In python, what is the difference between the array nums[:] and nums?

 

There is a problem in leetcode. The topic is:

Given an array nums and a value val, you need to remove all elements whose value is equal to val in place, and return the new length of the removed array.

Don't use extra array space, you have to use only O(1) extra space and modify the input array in-place.

The order of elements can be changed. You don't need to consider elements in the array beyond the new length.

error code:

class Solution:
    def removeElement(self, nums: List[int], val: int) -> int:
        for i in nums:
            print('----', i)
            if i == val:
                nums.remove(val)
                print(len(nums),nums)
        print(nums)
        return len(nums)

Correct code:

class Solution:
    def removeElement(self, nums: List[int], val: int) -> int:
        for i in nums[:]:
            print('----', i)
            if i == val:
                nums.remove(val)
                print(len(nums),nums)
        print(nums)
        return len(nums)

As can be seen from the above, there is a difference between them [:]

But executing it alone:

    for i in nums[:]:
        print('i',i)
    for ii in nums:
        print('ii',ii)

The output results are the same, why?

In Python, nums a list object. nums[:] Indicates that the slice operation is performed on this list, and the result of the slice operation is to return a new list object, which contains all the elements in the original list.

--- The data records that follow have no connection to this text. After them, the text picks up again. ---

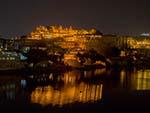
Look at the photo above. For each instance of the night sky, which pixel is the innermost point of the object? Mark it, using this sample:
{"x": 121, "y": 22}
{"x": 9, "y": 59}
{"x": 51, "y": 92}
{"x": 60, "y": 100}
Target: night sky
{"x": 127, "y": 17}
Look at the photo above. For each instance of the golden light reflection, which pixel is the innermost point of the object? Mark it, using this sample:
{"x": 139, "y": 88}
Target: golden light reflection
{"x": 141, "y": 80}
{"x": 69, "y": 94}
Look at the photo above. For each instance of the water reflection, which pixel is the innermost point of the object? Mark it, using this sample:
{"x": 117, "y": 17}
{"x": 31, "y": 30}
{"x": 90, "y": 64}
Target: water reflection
{"x": 136, "y": 80}
{"x": 76, "y": 86}
{"x": 73, "y": 90}
{"x": 68, "y": 94}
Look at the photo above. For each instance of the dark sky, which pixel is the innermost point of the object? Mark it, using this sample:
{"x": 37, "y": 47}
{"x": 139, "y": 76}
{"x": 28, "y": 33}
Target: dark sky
{"x": 20, "y": 17}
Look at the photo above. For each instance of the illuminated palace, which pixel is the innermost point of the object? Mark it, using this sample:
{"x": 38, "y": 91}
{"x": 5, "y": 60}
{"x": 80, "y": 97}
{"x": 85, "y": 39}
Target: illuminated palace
{"x": 69, "y": 37}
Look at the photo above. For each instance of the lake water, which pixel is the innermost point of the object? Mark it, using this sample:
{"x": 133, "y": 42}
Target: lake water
{"x": 74, "y": 91}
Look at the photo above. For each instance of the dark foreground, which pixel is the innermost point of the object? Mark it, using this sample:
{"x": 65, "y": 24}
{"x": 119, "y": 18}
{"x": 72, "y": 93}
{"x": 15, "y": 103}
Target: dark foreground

Although  nums and  nums[:] look similar, there is one important difference between them. When you  nums assign to a variable, that variable is really just a reference to the original list object, so any changes to that variable will be reflected on the original list object. For example:

nums = [1, 2, 3]
new_nums = nums

new_nums[0] = 0

print(nums)  # 输出 [0, 2, 3]

However, if you  nums[:] create a new list object with , any changes to the new list object will not affect the original list object. For example:

nums = [1, 2, 3]
new_nums = nums[:]

new_nums[0] = 0

print(nums)  # 输出 [1, 2, 3]

In this example, we  nums[:] created a new list object  with new_numsand assigned it to a variable  new_nums. Then we modified  new_nums the first element in , but the original list  nums was not modified.

So the difference between nums and  nums[:] is that the former is a reference to the original list object, while the latter is a new, independent list object.

This can explain the solution to the leetcode problem listed above. In fact, the slice is to generate a new copy. instead of quoting.